Around 20 girls from eight African countries will hope to press their claims to a lucrative career in the United States at a training camp in Dakar this weekend as part of the ‘NBA Academy’ initiative.
The players, all aged at least 17, will be put through their paces by WNBA veterans Ruth Riley (a two-time WNBA champion and 2004 Olympic Games gold medallist in Athens), Jennifer Azzi (a 1996 Olympic champion) as well as African stars Hamchetou Maiga-Ba (Mali), Astou Ndiaye (Senegal) and Clarisse Machanguana (Mozambique).
“It’s really just a lot of hard work. You have to work every day. Basketball is a game of repetition so you can’t, like, slack. There is no slacking,” said Bineta Diatta, a Senegalese teenager who has already developed an American speech pattern.
Similar NBA Academy camps are being staged in Australia, China and India before the end of the year.
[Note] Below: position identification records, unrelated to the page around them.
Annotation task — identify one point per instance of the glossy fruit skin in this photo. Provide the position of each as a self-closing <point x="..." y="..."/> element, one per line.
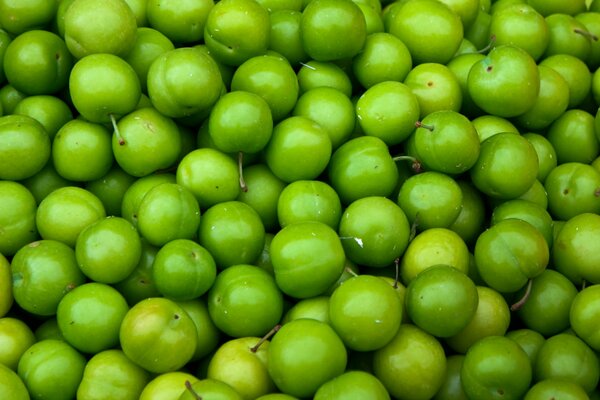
<point x="384" y="57"/>
<point x="430" y="200"/>
<point x="375" y="231"/>
<point x="362" y="167"/>
<point x="556" y="387"/>
<point x="308" y="200"/>
<point x="572" y="189"/>
<point x="211" y="175"/>
<point x="284" y="35"/>
<point x="148" y="141"/>
<point x="38" y="289"/>
<point x="495" y="367"/>
<point x="233" y="129"/>
<point x="181" y="23"/>
<point x="232" y="232"/>
<point x="168" y="212"/>
<point x="388" y="110"/>
<point x="489" y="88"/>
<point x="583" y="309"/>
<point x="241" y="366"/>
<point x="25" y="147"/>
<point x="432" y="247"/>
<point x="299" y="149"/>
<point x="471" y="219"/>
<point x="437" y="44"/>
<point x="433" y="304"/>
<point x="12" y="385"/>
<point x="86" y="32"/>
<point x="412" y="365"/>
<point x="323" y="41"/>
<point x="103" y="86"/>
<point x="552" y="100"/>
<point x="575" y="72"/>
<point x="37" y="62"/>
<point x="17" y="217"/>
<point x="51" y="368"/>
<point x="303" y="355"/>
<point x="89" y="317"/>
<point x="527" y="211"/>
<point x="111" y="373"/>
<point x="237" y="30"/>
<point x="546" y="154"/>
<point x="16" y="337"/>
<point x="271" y="77"/>
<point x="511" y="245"/>
<point x="167" y="384"/>
<point x="548" y="306"/>
<point x="6" y="299"/>
<point x="574" y="138"/>
<point x="356" y="384"/>
<point x="167" y="340"/>
<point x="183" y="270"/>
<point x="572" y="359"/>
<point x="245" y="301"/>
<point x="81" y="151"/>
<point x="330" y="108"/>
<point x="118" y="254"/>
<point x="451" y="147"/>
<point x="365" y="312"/>
<point x="435" y="87"/>
<point x="210" y="388"/>
<point x="507" y="166"/>
<point x="314" y="74"/>
<point x="492" y="318"/>
<point x="301" y="249"/>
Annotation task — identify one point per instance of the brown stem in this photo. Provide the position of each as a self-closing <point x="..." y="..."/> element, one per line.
<point x="413" y="228"/>
<point x="420" y="124"/>
<point x="265" y="338"/>
<point x="415" y="164"/>
<point x="489" y="46"/>
<point x="397" y="273"/>
<point x="349" y="270"/>
<point x="517" y="306"/>
<point x="188" y="386"/>
<point x="113" y="120"/>
<point x="587" y="34"/>
<point x="241" y="171"/>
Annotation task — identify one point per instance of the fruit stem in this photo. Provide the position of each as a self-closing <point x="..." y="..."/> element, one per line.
<point x="349" y="270"/>
<point x="113" y="120"/>
<point x="416" y="164"/>
<point x="489" y="46"/>
<point x="307" y="66"/>
<point x="517" y="306"/>
<point x="397" y="272"/>
<point x="188" y="386"/>
<point x="420" y="124"/>
<point x="241" y="171"/>
<point x="587" y="34"/>
<point x="265" y="338"/>
<point x="413" y="228"/>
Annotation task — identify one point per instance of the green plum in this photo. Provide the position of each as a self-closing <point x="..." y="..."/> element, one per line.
<point x="375" y="231"/>
<point x="365" y="312"/>
<point x="510" y="253"/>
<point x="307" y="258"/>
<point x="89" y="317"/>
<point x="111" y="374"/>
<point x="303" y="355"/>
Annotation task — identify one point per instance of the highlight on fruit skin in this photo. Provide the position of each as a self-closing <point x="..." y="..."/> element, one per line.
<point x="275" y="200"/>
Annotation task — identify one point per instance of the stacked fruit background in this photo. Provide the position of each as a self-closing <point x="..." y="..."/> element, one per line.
<point x="299" y="199"/>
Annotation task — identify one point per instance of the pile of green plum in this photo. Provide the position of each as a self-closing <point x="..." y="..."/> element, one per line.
<point x="299" y="199"/>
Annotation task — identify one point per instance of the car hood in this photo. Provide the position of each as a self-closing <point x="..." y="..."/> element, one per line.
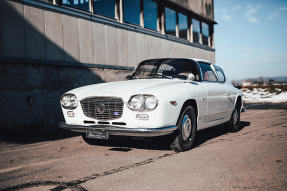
<point x="125" y="89"/>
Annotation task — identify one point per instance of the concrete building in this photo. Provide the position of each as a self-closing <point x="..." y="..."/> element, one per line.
<point x="50" y="46"/>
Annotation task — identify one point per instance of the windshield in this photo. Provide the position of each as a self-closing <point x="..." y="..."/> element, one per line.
<point x="165" y="68"/>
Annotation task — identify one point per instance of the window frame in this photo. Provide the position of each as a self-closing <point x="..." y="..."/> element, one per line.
<point x="212" y="69"/>
<point x="217" y="68"/>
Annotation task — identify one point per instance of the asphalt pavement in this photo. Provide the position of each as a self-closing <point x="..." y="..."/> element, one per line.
<point x="255" y="158"/>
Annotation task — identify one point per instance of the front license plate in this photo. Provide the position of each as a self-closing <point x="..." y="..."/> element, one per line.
<point x="96" y="134"/>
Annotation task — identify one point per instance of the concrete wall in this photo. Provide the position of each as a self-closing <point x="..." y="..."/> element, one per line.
<point x="45" y="52"/>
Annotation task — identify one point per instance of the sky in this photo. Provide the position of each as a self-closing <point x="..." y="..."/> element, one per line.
<point x="251" y="38"/>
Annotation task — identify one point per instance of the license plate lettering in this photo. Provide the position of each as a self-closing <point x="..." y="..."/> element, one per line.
<point x="96" y="134"/>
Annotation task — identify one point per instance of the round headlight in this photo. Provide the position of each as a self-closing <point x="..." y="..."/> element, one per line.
<point x="151" y="102"/>
<point x="69" y="101"/>
<point x="136" y="102"/>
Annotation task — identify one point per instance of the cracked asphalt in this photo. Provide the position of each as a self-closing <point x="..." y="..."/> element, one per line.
<point x="255" y="158"/>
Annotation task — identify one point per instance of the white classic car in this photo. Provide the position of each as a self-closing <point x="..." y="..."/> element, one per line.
<point x="173" y="96"/>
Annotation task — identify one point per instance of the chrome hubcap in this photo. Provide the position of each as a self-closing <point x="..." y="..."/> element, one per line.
<point x="186" y="127"/>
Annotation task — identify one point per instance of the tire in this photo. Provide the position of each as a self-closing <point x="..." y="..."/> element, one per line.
<point x="233" y="124"/>
<point x="186" y="130"/>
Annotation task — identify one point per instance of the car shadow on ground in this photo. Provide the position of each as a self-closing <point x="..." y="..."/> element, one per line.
<point x="213" y="132"/>
<point x="52" y="135"/>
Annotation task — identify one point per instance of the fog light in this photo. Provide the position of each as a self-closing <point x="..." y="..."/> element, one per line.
<point x="71" y="114"/>
<point x="142" y="117"/>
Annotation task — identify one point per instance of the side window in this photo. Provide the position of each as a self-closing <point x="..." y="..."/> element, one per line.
<point x="207" y="73"/>
<point x="220" y="74"/>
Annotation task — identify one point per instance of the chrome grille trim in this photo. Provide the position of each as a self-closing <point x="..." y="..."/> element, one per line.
<point x="103" y="108"/>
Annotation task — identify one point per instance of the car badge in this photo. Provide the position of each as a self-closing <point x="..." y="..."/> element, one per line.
<point x="101" y="108"/>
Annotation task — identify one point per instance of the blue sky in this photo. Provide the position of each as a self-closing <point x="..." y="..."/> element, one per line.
<point x="251" y="38"/>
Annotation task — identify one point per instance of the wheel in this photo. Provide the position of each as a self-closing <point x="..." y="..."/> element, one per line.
<point x="233" y="124"/>
<point x="186" y="130"/>
<point x="89" y="141"/>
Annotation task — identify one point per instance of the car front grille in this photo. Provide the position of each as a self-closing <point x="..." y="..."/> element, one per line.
<point x="103" y="108"/>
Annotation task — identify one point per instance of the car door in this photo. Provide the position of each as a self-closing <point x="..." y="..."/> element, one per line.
<point x="216" y="94"/>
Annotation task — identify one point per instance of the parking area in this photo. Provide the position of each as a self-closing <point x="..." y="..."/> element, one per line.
<point x="254" y="158"/>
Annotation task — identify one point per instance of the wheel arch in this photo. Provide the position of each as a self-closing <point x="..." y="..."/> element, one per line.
<point x="192" y="103"/>
<point x="238" y="103"/>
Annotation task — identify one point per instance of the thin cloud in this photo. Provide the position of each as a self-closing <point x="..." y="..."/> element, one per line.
<point x="225" y="15"/>
<point x="275" y="14"/>
<point x="235" y="8"/>
<point x="251" y="12"/>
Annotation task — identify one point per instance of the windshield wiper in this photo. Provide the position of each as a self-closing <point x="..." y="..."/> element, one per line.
<point x="159" y="75"/>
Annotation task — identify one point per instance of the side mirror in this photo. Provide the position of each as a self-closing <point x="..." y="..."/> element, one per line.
<point x="190" y="77"/>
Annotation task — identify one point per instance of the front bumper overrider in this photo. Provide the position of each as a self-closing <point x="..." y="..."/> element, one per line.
<point x="120" y="130"/>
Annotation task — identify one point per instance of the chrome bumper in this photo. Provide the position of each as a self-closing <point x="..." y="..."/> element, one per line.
<point x="122" y="131"/>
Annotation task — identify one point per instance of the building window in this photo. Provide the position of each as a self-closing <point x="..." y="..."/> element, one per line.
<point x="170" y="21"/>
<point x="182" y="26"/>
<point x="81" y="4"/>
<point x="150" y="14"/>
<point x="205" y="33"/>
<point x="195" y="30"/>
<point x="105" y="7"/>
<point x="132" y="11"/>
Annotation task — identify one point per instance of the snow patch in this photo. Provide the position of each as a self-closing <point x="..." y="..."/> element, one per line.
<point x="263" y="95"/>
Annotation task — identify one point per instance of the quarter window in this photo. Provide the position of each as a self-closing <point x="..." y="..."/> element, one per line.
<point x="132" y="11"/>
<point x="105" y="7"/>
<point x="220" y="74"/>
<point x="195" y="30"/>
<point x="207" y="73"/>
<point x="182" y="25"/>
<point x="170" y="21"/>
<point x="150" y="14"/>
<point x="81" y="4"/>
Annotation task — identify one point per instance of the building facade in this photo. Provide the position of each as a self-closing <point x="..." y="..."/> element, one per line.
<point x="50" y="46"/>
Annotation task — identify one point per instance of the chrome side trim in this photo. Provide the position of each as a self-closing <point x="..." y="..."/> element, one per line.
<point x="123" y="131"/>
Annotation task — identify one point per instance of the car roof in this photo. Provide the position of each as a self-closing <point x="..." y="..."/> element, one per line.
<point x="200" y="60"/>
<point x="194" y="59"/>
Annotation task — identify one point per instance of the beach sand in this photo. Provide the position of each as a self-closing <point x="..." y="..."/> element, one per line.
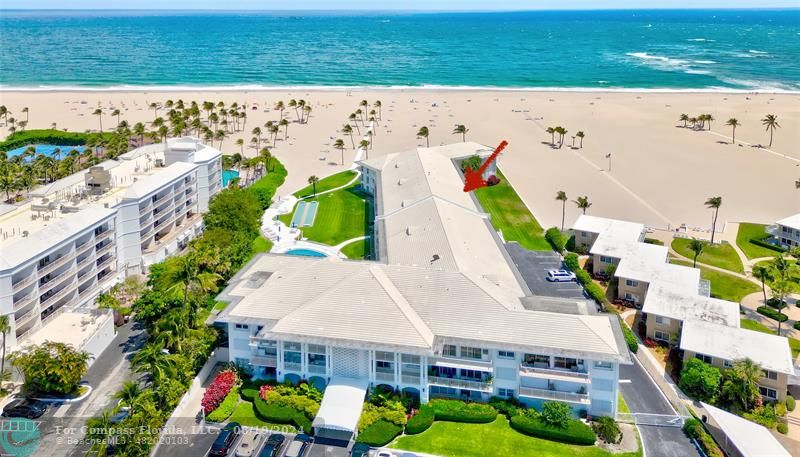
<point x="660" y="173"/>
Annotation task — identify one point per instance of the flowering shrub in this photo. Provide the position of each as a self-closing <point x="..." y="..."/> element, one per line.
<point x="220" y="388"/>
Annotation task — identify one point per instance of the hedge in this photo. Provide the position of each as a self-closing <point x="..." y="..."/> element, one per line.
<point x="225" y="409"/>
<point x="576" y="432"/>
<point x="459" y="411"/>
<point x="379" y="434"/>
<point x="556" y="239"/>
<point x="771" y="313"/>
<point x="420" y="421"/>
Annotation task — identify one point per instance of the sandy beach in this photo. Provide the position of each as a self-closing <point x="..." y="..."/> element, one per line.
<point x="660" y="172"/>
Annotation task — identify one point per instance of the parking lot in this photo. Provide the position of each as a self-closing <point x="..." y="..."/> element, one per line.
<point x="534" y="265"/>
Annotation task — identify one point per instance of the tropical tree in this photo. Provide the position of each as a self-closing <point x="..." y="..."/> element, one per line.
<point x="339" y="144"/>
<point x="770" y="121"/>
<point x="733" y="123"/>
<point x="313" y="180"/>
<point x="562" y="197"/>
<point x="583" y="203"/>
<point x="696" y="246"/>
<point x="424" y="133"/>
<point x="714" y="203"/>
<point x="462" y="130"/>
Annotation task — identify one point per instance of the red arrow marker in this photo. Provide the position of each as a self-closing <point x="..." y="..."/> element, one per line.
<point x="473" y="179"/>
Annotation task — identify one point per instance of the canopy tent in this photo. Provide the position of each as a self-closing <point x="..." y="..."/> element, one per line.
<point x="337" y="418"/>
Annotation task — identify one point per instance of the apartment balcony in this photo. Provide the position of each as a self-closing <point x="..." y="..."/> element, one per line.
<point x="290" y="366"/>
<point x="546" y="394"/>
<point x="26" y="281"/>
<point x="554" y="374"/>
<point x="458" y="383"/>
<point x="43" y="270"/>
<point x="384" y="376"/>
<point x="265" y="361"/>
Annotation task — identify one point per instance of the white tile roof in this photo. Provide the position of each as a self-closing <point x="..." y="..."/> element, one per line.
<point x="749" y="438"/>
<point x="772" y="352"/>
<point x="667" y="302"/>
<point x="791" y="221"/>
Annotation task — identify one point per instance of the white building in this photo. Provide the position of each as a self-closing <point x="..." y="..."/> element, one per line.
<point x="78" y="236"/>
<point x="440" y="314"/>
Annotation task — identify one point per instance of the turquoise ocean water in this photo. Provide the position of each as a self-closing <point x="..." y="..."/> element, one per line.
<point x="687" y="50"/>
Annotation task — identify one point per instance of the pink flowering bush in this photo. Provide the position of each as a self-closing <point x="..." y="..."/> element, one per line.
<point x="220" y="387"/>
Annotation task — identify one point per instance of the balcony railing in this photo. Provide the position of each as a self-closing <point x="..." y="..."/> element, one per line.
<point x="290" y="366"/>
<point x="527" y="370"/>
<point x="546" y="394"/>
<point x="43" y="270"/>
<point x="460" y="383"/>
<point x="265" y="361"/>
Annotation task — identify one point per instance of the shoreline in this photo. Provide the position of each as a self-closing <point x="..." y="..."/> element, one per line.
<point x="379" y="88"/>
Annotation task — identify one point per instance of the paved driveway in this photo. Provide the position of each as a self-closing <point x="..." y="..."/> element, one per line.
<point x="643" y="396"/>
<point x="534" y="265"/>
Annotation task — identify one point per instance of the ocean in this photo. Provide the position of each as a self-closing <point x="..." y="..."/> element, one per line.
<point x="615" y="50"/>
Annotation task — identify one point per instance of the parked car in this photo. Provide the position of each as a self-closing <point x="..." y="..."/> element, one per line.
<point x="298" y="446"/>
<point x="25" y="407"/>
<point x="222" y="445"/>
<point x="560" y="276"/>
<point x="248" y="444"/>
<point x="273" y="445"/>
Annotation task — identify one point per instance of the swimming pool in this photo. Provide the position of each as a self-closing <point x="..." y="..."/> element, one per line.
<point x="228" y="176"/>
<point x="305" y="253"/>
<point x="46" y="149"/>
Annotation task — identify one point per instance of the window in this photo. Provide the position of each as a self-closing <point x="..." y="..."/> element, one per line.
<point x="505" y="393"/>
<point x="770" y="375"/>
<point x="471" y="353"/>
<point x="705" y="358"/>
<point x="767" y="392"/>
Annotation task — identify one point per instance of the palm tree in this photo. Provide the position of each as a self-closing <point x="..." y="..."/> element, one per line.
<point x="580" y="135"/>
<point x="462" y="130"/>
<point x="696" y="246"/>
<point x="99" y="113"/>
<point x="714" y="203"/>
<point x="733" y="122"/>
<point x="313" y="180"/>
<point x="347" y="129"/>
<point x="771" y="122"/>
<point x="424" y="133"/>
<point x="339" y="144"/>
<point x="583" y="203"/>
<point x="562" y="197"/>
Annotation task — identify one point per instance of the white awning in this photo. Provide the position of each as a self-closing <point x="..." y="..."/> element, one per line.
<point x="341" y="405"/>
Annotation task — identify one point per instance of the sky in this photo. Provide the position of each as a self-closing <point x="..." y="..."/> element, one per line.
<point x="448" y="5"/>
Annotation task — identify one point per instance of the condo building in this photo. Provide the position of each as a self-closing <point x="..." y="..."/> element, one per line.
<point x="78" y="236"/>
<point x="443" y="312"/>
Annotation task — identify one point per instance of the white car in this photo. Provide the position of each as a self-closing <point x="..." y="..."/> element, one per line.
<point x="560" y="276"/>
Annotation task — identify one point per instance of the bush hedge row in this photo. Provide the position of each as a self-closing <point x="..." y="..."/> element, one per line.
<point x="459" y="411"/>
<point x="379" y="434"/>
<point x="420" y="421"/>
<point x="772" y="313"/>
<point x="576" y="432"/>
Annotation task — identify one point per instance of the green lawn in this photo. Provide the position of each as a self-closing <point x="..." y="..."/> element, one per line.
<point x="245" y="415"/>
<point x="750" y="324"/>
<point x="510" y="215"/>
<point x="342" y="215"/>
<point x="723" y="285"/>
<point x="331" y="182"/>
<point x="453" y="439"/>
<point x="356" y="250"/>
<point x="749" y="232"/>
<point x="719" y="255"/>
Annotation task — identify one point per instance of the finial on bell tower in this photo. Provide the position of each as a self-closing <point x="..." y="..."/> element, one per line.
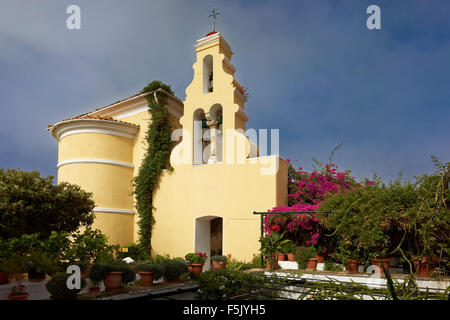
<point x="214" y="14"/>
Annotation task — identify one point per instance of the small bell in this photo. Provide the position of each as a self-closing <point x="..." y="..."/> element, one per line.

“I’ve seen the progress of basketball here, especially for the young ladies,” said Riley.
“I mean they are just now given this opportunity to play a sport, and when you watch them, they are hungry to learn. They love the fact that we’re here, that we believe in them. We want them to leave the court not only with basketball knowledge but to understand that it’s a pathway for their education, for a better life.”
International body FIBA and the NBA have staged 53 Basketball Without Borders camps in 33 cities across 27 countries on six continents since 2001 and more than 50 former attendees have been drafted into the NBA or signed as free agents with teams in the North American league.